Since the etiology of damage to the plantar fascial tissues (including the
plantar intrinsic musculature) has a large mechanical component, it follows
that mechanical treatment should be most effective. The following may be
helpful:
1. Padding and taping (valgus pad with low dye taping) is often immediately
effective even in acute cases.
2. Gait evaluation
3. Functional orthoses (See Figure 3):
a medial arch support to reduce the stretch on the fascia on walking, a
cushioned heel pad and supportive footwear (rather than open sandals).
4. Footwear advice: flat shoes or barefoot walking/sport should be avoided.
Minimal heel height should be no less than 1.5 cm.

Figure3: Correction of foot posture
with an orthotic.
Physiotherapy Can
Help!:
Physiotherapy input involves manual massage
techniques to promote circulation for healing. Stretches to the plantar
fascia and the Achilles tendon help to improve posterior heel soft tissue
flexibility. It is important to prevent excessive eversion/pronation
movement faults during the stretching of the Achilles tendon. Supports can
be prescribed and taping can be used to off-load the plantar fasciitis.

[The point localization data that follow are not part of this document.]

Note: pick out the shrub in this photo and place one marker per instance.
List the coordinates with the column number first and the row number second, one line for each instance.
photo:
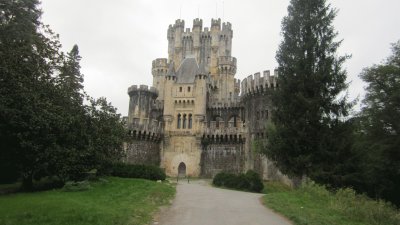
column 256, row 184
column 249, row 181
column 73, row 186
column 149, row 172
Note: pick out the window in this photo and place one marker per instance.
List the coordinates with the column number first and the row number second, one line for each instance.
column 184, row 121
column 179, row 121
column 190, row 121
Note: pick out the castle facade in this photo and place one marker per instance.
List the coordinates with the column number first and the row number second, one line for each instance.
column 198, row 119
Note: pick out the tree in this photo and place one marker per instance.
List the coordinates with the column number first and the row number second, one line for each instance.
column 309, row 132
column 29, row 53
column 380, row 128
column 106, row 131
column 68, row 158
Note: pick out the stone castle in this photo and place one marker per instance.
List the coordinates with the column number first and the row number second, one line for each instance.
column 197, row 119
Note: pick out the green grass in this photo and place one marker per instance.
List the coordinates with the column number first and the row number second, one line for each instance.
column 313, row 205
column 112, row 201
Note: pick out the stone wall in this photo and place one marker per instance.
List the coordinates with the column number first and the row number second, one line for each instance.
column 222, row 157
column 142, row 152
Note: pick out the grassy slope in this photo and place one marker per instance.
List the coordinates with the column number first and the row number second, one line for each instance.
column 314, row 205
column 118, row 201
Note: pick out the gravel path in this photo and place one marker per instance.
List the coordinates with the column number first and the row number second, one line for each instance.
column 198, row 203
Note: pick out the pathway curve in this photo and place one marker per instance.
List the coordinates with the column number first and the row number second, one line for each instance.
column 198, row 203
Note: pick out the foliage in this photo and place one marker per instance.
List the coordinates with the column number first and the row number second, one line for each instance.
column 309, row 135
column 77, row 186
column 313, row 204
column 149, row 172
column 45, row 128
column 379, row 129
column 250, row 181
column 118, row 201
column 28, row 119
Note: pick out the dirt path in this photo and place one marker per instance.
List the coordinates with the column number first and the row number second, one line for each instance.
column 198, row 203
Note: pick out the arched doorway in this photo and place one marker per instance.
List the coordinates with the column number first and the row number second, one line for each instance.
column 182, row 170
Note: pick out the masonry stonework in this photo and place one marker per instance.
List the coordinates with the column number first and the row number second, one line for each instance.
column 198, row 119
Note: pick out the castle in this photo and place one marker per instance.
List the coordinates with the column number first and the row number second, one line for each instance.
column 197, row 119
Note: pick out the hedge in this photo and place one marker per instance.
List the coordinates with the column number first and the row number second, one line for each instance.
column 250, row 181
column 149, row 172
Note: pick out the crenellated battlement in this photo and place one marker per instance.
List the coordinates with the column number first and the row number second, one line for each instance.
column 159, row 62
column 216, row 24
column 151, row 131
column 197, row 23
column 257, row 83
column 142, row 88
column 159, row 67
column 227, row 26
column 179, row 23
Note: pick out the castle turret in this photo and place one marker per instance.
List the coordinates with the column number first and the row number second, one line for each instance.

Strengthening exercises should be given to the medial arch support muscles
and should include flexor hallucis longus, abductor hallucis, tibialis
posterior, and lumbricals. Gait re-training exercises should be given to
alter any excessive pronation during stance phase walking/running (general
weightbearing activities).
Surgical treatment: Surgery is usually not considered until symptoms have
been present for about 12 to 18 months. Many techniques have been described:
medial incisions, transverse incisions, arthroscopic etc. The proponents of
each technique usually describe good results but many others have described
poor results with surgery. Most surgeons perform a medial approach and
divide only up to two thirds of the fascia and excise any spur if present.
Complete division of the plantar fascia can lead to a painful flat foot. The
patient is allowed to weightbear as tolerated with crutches.